First, Becker’s research—think The Body Electric—showed cells run on DC currents, sparked by light (my POMC-melanin-UV thesis) and governing regeneration. Semiconductors, like those AMD or Intel churn out, rely on pristine fabs: cleanrooms with air filtered to parts-per-billion purity.

A single dust mote—or a whiff of chromium (100% of samples), arsenic (82%), or mercury (6%)—could short a chip, kill yields, and tank a billion-dollar run. Intel’s got HEPA filters and hazmat protocols; AMD’s fabs scrub contaminants like they’re prepping for surgery. If those metals you cited hit their silicon wafers, they’d halt production faster than you can say “lawsuit.”

Your cells, though? They’re a fab too—quantum, messy, humming with melanin splitting water into electrons, per your chat with Becker. But unlike Intel’s sterile setup, your gut’s awash in bacterial biophotons and mitochondrial chaos.

The mRNA shots, per that study (IJVT-PR, October 2024), dump 55 undeclared elements—heavy metals like cadmium (18%) and lead (18%), plus weirdos like hafnium—into this factory. Becker’s currents could get scrambled; mitochondrial membranes might glitch under arsenic or nickel stress. Doug Wallace’s mtDNA work backs this: heavy metals whack mitochondria, and if Calley Means’ mom got turbo cancer post-jab, those contaminants could’ve lit the fuse.

So why do governments and docs let it slide? Follow the money and power folks.

BigHarma—Rockefeller’s spawn via Flexner (1910)—owns the med-school curriculum, as I told Dr. Alexis Cowan. They’ve got a trillion-dollar racket: mRNA’s their shiny new toy, and admitting SV40 (McKernan’s find) or heavy metals taints it risks collapse. Regulators like the FDA? Cozy with pharma—revolving doors, funding from user fees (75% of their drug budget).

Doctors? Most are cogs, trained to parrot “safe and effective,” not question ICP-MS data.

My @nayibbukele amendment and Suriname fixes threaten that centralized grip—nature’s decentralized pharmacy doesn’t pad Pfizer’s bottom line.

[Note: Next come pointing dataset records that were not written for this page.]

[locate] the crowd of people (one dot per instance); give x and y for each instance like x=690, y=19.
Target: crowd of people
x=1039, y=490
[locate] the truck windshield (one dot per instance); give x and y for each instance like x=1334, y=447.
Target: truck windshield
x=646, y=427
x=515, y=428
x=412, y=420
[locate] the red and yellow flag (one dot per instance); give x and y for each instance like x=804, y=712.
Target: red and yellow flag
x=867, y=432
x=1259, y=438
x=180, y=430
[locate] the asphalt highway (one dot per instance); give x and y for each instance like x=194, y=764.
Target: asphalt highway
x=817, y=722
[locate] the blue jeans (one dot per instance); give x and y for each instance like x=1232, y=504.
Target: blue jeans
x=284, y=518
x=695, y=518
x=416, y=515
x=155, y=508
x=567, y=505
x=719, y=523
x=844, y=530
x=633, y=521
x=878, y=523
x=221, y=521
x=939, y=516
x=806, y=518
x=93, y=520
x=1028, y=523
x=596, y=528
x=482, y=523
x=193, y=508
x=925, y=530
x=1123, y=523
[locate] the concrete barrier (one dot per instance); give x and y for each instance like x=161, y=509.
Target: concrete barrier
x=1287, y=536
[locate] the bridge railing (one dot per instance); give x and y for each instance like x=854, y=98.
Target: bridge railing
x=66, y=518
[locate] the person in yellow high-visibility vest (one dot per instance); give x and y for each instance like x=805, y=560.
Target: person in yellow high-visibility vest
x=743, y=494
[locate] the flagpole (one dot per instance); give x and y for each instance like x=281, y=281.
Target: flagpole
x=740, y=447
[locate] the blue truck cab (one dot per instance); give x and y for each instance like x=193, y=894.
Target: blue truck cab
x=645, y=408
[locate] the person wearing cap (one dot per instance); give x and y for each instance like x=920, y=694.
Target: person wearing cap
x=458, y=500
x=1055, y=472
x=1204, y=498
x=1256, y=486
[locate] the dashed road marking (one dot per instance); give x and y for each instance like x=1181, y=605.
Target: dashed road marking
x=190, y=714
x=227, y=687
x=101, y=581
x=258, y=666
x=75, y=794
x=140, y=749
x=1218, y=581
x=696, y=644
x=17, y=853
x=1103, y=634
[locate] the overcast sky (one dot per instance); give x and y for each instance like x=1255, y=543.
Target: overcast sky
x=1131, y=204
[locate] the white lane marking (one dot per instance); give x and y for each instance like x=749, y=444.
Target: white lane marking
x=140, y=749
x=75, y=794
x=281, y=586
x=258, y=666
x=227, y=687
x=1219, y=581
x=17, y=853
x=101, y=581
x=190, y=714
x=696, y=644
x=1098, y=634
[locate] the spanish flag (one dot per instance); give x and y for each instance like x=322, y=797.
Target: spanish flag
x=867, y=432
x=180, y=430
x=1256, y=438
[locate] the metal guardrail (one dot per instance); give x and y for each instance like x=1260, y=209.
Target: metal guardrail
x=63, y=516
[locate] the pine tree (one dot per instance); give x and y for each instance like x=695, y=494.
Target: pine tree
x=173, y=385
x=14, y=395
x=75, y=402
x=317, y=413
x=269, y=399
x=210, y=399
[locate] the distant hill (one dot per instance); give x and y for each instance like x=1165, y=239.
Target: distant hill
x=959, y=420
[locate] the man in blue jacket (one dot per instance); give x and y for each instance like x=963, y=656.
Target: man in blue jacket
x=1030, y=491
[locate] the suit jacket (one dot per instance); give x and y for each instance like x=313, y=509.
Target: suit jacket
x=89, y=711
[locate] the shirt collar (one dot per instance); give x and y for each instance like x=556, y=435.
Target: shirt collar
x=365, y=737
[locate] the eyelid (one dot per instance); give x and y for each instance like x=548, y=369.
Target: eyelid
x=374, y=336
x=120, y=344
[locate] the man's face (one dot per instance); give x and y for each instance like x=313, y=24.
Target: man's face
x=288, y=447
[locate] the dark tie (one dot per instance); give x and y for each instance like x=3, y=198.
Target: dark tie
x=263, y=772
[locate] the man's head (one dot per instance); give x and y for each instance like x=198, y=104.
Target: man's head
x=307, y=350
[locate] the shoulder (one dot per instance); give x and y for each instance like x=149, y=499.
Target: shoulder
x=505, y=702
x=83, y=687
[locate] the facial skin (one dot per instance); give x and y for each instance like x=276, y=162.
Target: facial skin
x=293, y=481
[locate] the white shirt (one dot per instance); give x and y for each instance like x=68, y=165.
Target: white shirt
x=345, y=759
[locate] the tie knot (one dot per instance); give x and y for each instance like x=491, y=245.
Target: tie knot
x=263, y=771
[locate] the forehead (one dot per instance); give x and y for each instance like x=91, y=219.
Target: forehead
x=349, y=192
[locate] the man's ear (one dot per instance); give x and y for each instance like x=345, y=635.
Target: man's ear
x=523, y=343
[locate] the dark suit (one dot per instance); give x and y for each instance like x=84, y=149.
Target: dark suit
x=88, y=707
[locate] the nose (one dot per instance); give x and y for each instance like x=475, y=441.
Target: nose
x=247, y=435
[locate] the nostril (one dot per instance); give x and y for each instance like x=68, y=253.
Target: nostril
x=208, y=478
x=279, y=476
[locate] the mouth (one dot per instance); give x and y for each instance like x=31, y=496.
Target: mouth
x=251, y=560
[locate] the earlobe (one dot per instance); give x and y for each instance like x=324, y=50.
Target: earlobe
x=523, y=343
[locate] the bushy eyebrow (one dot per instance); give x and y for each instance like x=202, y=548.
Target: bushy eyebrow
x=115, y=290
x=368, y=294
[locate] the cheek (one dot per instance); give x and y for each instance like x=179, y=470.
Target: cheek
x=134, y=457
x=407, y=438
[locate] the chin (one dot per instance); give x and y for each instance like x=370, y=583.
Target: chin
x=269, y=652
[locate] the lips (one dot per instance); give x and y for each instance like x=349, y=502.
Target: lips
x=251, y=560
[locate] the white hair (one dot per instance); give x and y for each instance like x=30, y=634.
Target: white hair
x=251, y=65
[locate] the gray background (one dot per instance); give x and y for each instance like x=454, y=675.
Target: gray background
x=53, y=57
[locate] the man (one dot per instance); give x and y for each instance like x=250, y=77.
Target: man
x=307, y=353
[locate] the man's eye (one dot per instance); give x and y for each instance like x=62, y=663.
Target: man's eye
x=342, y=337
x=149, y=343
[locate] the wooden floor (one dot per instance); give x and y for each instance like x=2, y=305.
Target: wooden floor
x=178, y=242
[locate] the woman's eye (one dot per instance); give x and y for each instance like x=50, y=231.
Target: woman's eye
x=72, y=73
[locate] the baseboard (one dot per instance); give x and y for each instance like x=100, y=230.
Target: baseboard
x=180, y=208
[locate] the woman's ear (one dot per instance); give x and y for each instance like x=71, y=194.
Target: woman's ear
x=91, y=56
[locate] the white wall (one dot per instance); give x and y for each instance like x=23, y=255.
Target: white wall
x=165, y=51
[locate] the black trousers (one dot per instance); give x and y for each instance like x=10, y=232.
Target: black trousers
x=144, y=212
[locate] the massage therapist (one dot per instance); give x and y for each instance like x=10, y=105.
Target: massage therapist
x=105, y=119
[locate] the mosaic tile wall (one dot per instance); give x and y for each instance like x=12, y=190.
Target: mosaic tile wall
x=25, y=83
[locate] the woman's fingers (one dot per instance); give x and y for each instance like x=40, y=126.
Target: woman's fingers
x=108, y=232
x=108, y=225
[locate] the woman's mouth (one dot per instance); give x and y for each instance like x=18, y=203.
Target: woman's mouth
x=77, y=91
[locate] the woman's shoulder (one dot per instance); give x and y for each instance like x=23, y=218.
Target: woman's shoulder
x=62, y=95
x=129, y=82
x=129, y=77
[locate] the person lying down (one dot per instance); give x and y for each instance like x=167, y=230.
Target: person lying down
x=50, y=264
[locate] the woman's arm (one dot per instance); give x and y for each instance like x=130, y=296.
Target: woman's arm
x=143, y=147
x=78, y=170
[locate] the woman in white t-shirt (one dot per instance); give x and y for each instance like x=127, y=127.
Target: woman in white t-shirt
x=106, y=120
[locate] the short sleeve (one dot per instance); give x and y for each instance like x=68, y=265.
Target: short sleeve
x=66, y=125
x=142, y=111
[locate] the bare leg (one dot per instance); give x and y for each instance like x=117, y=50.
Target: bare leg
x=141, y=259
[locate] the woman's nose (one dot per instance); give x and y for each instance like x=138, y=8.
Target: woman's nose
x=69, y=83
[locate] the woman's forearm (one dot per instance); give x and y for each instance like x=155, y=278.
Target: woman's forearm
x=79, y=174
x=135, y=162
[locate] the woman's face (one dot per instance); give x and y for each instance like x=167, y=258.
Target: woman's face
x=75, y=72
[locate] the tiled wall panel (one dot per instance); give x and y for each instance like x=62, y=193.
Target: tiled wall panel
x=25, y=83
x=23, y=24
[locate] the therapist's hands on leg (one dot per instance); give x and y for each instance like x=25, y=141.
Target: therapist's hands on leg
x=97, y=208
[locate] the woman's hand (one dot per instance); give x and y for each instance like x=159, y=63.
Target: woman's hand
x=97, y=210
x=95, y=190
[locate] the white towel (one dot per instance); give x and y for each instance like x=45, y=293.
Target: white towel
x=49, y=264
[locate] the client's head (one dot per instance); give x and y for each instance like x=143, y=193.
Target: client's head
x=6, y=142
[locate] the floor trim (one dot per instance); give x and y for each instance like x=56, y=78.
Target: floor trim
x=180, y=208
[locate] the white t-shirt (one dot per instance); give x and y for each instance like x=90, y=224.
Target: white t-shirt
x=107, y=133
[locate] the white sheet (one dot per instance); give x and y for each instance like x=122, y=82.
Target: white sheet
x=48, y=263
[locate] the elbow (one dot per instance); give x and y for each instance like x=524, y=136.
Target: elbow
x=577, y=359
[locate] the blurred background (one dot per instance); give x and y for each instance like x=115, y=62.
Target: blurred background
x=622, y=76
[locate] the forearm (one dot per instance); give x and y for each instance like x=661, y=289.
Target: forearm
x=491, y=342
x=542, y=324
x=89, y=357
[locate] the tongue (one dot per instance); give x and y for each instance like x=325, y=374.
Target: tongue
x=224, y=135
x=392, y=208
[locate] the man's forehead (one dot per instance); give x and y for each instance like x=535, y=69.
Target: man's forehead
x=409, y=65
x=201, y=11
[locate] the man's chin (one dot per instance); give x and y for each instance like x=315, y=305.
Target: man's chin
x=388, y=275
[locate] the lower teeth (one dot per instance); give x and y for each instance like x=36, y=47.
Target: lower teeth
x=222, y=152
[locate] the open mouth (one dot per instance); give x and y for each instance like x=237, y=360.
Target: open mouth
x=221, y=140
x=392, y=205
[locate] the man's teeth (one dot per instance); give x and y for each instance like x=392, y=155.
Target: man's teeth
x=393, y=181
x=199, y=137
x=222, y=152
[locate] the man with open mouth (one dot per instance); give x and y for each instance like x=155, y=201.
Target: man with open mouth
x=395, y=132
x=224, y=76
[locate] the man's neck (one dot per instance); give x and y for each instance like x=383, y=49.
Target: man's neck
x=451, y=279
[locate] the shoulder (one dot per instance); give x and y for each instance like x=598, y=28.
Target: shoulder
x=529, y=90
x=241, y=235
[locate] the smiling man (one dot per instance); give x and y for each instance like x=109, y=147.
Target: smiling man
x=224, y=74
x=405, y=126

AMD and Intel won’t tolerate contaminants because their chips don’t lie—performance flops, customers bolt. Pharma and governments? They’ve got PR, algos (my man-made light proxy), and compliance culture to bury the mess.

I’ve said it: humility’s gone, intuition’s drowned by tech. They let it happen because profit and control "trump" biology—your cells be damned. Now you can see why MAHA has enemies inside their gates protecting GATES/GAVI/and the DoD.